In total, we’ll launch 3 identical configurations of infrastructure in 3 different regions.

VPC

We will launch the VPC by calling the module from the directory.


This is how we are calling the module:


module "hello_minio_vpc" {
    source = "../modules/vpc"

    minio_cidr_block   = var.hello_minio_cidr_block
    minio_cidr_newbits = var.hello_minio_cidr_newbits

    minio_public_igw_cidr_blocks   	= var.hello_minio_public_igw_cidr_blocks
    minio_private_ngw_cidr_blocks  	= var.hello_minio_private_ngw_cidr_blocks
    minio_private_isolated_cidr_blocks = var.hello_minio_private_isolated_cidr_blocks

}


This is where we’ve defined the VPC module

https://github.com/minio/blog-assets/blob/main/replication-best-practices/terraform/infra/modules/vpc/main.tf

Unbound

Using the VPC resources we created in the previous step, we’ll launch Unbound in the public subnet of that VPC. This could be in a private subnet as well, as long as you do not need any other external access to the DNS server.


module "hello_minio_instance_unbound" {
    source = "../modules/instance"

    minio_vpc_security_group_ids = [module.hello_minio_security_group_unbound.minio_security_group_id]
    minio_subnet_id      	= module.hello_minio_vpc.minio_subnet_public_igw_map[local.common_public_subnet]

    minio_ami_filter_name_values = var.hello_minio_ami_filter_name_values
    minio_ami_owners         	= var.hello_minio_ami_owners
    minio_instance_type      	= var.hello_minio_instance_type
    minio_instance_key_name  	= var.hello_minio_instance_key_name

    minio_instance_user_data 	= templatefile("../templates/_user_data_unbound.sh.tftpl", {})

}


Most of the Unbound configuration is managed via _user_data_unbound.sh.tftpl.

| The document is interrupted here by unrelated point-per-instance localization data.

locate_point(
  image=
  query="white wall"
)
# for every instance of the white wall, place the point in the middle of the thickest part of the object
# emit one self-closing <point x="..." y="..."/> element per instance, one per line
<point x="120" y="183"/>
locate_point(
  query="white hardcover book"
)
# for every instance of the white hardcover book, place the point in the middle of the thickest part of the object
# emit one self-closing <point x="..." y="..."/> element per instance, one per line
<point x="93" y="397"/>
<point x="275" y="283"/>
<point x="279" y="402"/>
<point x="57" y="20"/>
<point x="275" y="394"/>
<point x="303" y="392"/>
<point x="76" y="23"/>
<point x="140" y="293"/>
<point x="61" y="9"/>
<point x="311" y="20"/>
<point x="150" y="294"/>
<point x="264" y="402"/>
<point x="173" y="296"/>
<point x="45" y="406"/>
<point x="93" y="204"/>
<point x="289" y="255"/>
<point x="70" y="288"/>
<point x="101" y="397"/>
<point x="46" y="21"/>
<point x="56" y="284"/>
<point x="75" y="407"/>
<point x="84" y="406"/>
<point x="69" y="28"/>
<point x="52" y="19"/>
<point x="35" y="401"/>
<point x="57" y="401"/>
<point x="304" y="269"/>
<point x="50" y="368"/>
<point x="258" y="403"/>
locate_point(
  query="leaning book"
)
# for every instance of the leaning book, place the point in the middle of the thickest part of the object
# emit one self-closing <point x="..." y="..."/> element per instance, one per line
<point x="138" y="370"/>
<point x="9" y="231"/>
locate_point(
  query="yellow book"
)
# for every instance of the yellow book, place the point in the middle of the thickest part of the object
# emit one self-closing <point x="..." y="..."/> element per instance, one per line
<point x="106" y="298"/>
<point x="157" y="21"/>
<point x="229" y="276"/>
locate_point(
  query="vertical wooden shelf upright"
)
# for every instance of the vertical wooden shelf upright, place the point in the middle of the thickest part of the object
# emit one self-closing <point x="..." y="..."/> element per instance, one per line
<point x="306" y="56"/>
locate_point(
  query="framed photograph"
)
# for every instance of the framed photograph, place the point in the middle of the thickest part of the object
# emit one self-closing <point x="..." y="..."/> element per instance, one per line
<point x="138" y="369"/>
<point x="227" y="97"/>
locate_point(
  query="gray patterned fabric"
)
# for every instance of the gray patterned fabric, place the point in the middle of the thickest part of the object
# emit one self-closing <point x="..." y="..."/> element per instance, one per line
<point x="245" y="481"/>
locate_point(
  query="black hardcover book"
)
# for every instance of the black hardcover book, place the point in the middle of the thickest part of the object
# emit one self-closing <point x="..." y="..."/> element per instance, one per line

But in order to configure Unbound we’ll need the private IPs of the MinIO servers we’ll launch, but at this point the MinIO servers are not up yet.


Once the MinIO servers are up and you have their private IPs, add the following config to line #2 of the /etc/unbound/unbound.conf.d/myunbound.conf file right under the server: directive. You need to add this to each of the Unbound servers running on each site with the respective private IPs of each of the MinIO nodes.


local-zone: minio.local transparent
local-data: "server-1.minio.local A <MinIO Node 1 Private IP>"
local-data: "server-2.minio.local A <MinIO Node 2 Private IP>"
local-data: "server-3.minio.local A <MinIO Node 3 Private IP>"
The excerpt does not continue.